Archilochian or archilochean is a term used in the metrical analysis of Ancient Greek and Latin poetry.  The name is derived from Archilochus, whose poetry first uses the rhythms.

In Greek verse
In the analysis of Archaic and Classical Greek poetry, archilochian usually describes the length x – u u – u u – x – u – u – – (where "–" indicates a longum, "u" a breve, and "x" an anceps syllable).  The alternative name erasmonideus comes from Archilochus' fr. 168 West:
Ἐρασμονίδη Χαρίλαε, | χρῆμά τοι γελοῖον 
ἐρέω, πολὺ φίλταθ᾽ ἑταίρων, | τέρψεαι δ᾽ ἀκούων.
As indicated, a caesura is observed before the ithyphallic (– u – u – –) ending of the verse.  (Because of this, the name erasmonideus has sometimes been used to refer only to the colon x – u u – u u – x preceding the ithyphallic.)

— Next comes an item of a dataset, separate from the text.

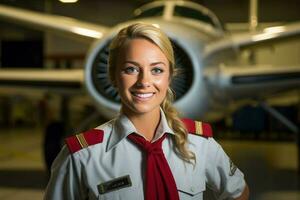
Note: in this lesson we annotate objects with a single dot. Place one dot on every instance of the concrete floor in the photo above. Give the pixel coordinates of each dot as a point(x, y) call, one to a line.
point(270, 167)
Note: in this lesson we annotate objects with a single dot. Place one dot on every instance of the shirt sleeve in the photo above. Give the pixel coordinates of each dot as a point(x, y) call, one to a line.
point(64, 180)
point(223, 177)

The verse is also used stichically in Old Comedy, for example in Aristophanes, Wasps 1518-1537 (with irregular responsion) and in Cratinus fr. 360 Kassel-Austin, where, as Hephaestion notes, no caesura is observed before the ithyphallic ending:
Χαῖρ᾽, ὦ μέγ᾽ ἀχρειόγελως ὅμιλε, ταῖς ἐπίβδαις, 
τῆς ἡμετέρας σοφίας κριτὴς ἄριστε πάντων, 
εὐδαίμον᾽ ἔτικτέ σε μήτηρ ἰκρίων ψόφησις. 

The verse also occurs in the choral lyric of tragedy and comedy, with the same caesura as in the example from Archilochus, as a rule.

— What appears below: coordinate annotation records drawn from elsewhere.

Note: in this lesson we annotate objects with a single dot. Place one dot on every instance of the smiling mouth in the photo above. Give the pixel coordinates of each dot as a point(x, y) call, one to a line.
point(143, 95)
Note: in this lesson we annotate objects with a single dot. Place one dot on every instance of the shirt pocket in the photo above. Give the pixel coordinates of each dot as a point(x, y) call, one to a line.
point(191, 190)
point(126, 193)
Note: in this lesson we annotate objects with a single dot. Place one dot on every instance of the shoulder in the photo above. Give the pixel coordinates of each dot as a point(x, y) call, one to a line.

Trichas used the name archilocheion for the trochaic trimeter catalectic, – u – x  – u – x  – u –, seen in Archilochus, fr. 197 West, and used stichically by Callimachus (fr. 202 Pfeiffer).

In Latin verse
In discussion of Horace's poetry, the Greater Archilochian verse (or Archilochian heptameter) consists of four dactyls (or alternatively spondees) followed after a caesura by three trochees, producing the seven-foot scheme – u u  – u u  – u u  – u u | – u  – u  – –, as in the first line of Horace's Odes 1.4:
Solvitur acris hiems grātā vice | vēris et Favōni.

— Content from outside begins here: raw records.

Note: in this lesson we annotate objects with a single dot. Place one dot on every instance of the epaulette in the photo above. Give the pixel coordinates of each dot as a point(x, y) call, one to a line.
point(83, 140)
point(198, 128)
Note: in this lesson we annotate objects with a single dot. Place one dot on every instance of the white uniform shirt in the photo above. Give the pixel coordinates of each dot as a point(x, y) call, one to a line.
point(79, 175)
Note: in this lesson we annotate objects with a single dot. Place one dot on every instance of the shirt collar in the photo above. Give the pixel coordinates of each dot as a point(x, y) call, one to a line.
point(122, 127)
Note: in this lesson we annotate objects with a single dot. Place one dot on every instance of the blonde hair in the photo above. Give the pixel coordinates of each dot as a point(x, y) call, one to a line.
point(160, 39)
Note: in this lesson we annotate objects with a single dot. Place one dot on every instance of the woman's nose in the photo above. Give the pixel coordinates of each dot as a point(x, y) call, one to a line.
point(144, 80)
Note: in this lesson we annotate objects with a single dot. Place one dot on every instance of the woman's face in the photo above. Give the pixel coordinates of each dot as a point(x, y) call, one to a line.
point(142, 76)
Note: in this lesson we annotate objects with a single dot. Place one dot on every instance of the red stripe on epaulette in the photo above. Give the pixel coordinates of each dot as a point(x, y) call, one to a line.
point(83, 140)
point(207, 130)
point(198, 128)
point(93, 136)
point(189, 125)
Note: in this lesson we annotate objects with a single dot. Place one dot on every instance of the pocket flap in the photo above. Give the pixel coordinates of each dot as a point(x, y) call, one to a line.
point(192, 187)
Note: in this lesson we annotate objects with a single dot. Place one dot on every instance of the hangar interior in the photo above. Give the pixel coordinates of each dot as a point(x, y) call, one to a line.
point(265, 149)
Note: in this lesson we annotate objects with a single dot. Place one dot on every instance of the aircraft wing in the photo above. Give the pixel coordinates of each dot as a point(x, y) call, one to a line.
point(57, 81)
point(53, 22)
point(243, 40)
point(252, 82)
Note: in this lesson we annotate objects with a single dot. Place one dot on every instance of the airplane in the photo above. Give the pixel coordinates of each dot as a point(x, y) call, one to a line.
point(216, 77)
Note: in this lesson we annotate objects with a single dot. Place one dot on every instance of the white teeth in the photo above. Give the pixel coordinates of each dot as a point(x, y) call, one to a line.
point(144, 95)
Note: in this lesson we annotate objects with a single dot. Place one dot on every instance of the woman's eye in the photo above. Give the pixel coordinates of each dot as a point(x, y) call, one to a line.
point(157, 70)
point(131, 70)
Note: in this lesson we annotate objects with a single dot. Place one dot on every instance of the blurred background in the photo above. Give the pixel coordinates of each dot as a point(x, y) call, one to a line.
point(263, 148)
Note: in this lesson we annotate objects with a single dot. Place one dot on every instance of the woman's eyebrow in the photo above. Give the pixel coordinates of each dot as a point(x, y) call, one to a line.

As in that ode, Archilochian verses were usually used in distichs with the iambic trimeter catalectic, in which a caesura marked off the identical ending rhythm of the two verses (the trochaic tripody):
Solvitur acris hiems grata vice | veris et Favoni
trahuntque siccas | machinae carinas,
ac neque iam stabulis gaudet pecus | aut arator igni
nec prata canis | albicant pruinis.

The distich's name reflects the precedent in Archilochus (for example, fr. 188 West).

The name archilochian is also applied to similar combinations of dactylic and trochaic rhythms elsewhere in Horace (Epodes 15, 16, cf. Archilochus fr. 193 West; Epode 11, cf. Archilochus fr. 196 West).

The minor archilochian is equivalent to the hemiepes.